Gilang tidak menyahuti Rangga, justru malah berbicara pada Mama. "Dia iri, ma, pengen kayak gini juga, tapi gengsi."

"Sana, kalian makan," perintah mama.

"Ayo, kak, kita makan," ajak Rangga. Menghilang dari pandangan.

"Ayo, Lang."

Gilang menggeleng. "Gilang mau bantu mama makan sama minum obat, nanti aja makannya. Tadi pulang sekolah udah buat mie goreng kok."

Kening Kiara berkerut. Tidak pernah mama membiarkan anaknya mengonsumsi benda panjang dan kenyal itu.

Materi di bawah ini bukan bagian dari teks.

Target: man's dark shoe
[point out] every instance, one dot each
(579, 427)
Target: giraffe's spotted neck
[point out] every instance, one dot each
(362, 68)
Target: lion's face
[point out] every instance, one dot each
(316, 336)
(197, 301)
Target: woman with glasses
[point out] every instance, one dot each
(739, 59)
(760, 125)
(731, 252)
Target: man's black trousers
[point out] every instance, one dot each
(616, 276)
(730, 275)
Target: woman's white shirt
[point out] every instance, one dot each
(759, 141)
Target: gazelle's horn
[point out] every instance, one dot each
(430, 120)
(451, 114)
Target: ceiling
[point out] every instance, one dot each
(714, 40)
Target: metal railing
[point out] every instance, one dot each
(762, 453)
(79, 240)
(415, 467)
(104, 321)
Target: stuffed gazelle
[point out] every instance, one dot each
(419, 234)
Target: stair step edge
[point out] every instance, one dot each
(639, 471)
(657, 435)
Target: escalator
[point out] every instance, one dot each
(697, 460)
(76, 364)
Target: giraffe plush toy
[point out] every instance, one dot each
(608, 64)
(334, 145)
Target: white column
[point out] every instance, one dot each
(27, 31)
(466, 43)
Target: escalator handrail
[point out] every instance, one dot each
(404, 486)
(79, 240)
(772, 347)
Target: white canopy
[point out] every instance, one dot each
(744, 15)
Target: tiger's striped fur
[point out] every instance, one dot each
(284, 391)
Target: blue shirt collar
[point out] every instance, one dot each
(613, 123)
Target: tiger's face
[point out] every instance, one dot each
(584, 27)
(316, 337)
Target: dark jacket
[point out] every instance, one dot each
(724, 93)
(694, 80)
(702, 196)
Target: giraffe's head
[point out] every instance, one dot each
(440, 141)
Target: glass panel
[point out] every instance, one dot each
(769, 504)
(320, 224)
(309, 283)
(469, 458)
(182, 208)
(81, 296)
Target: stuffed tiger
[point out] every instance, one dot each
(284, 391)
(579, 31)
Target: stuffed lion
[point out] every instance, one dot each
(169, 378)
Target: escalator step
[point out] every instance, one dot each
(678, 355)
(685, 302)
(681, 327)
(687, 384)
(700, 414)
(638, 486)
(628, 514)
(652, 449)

Tapi kenapa sekarang Gilang diizinkan?

Bahkan, ada satu kardus mie instan di dalam lemari penyimpanan.

Apa mama akan sakit dalam waktu lama?

Saat menoleh ke arah meja rias tadi, memang ada plastik berisi beberapa bungkus obat. Padahal mama nyaris tidak pernah mengonsumsi obat saat sakit, biasanya hanya istirahat dan makan buah-buahan.

Itulah bahan overthingking Kiara malam ini.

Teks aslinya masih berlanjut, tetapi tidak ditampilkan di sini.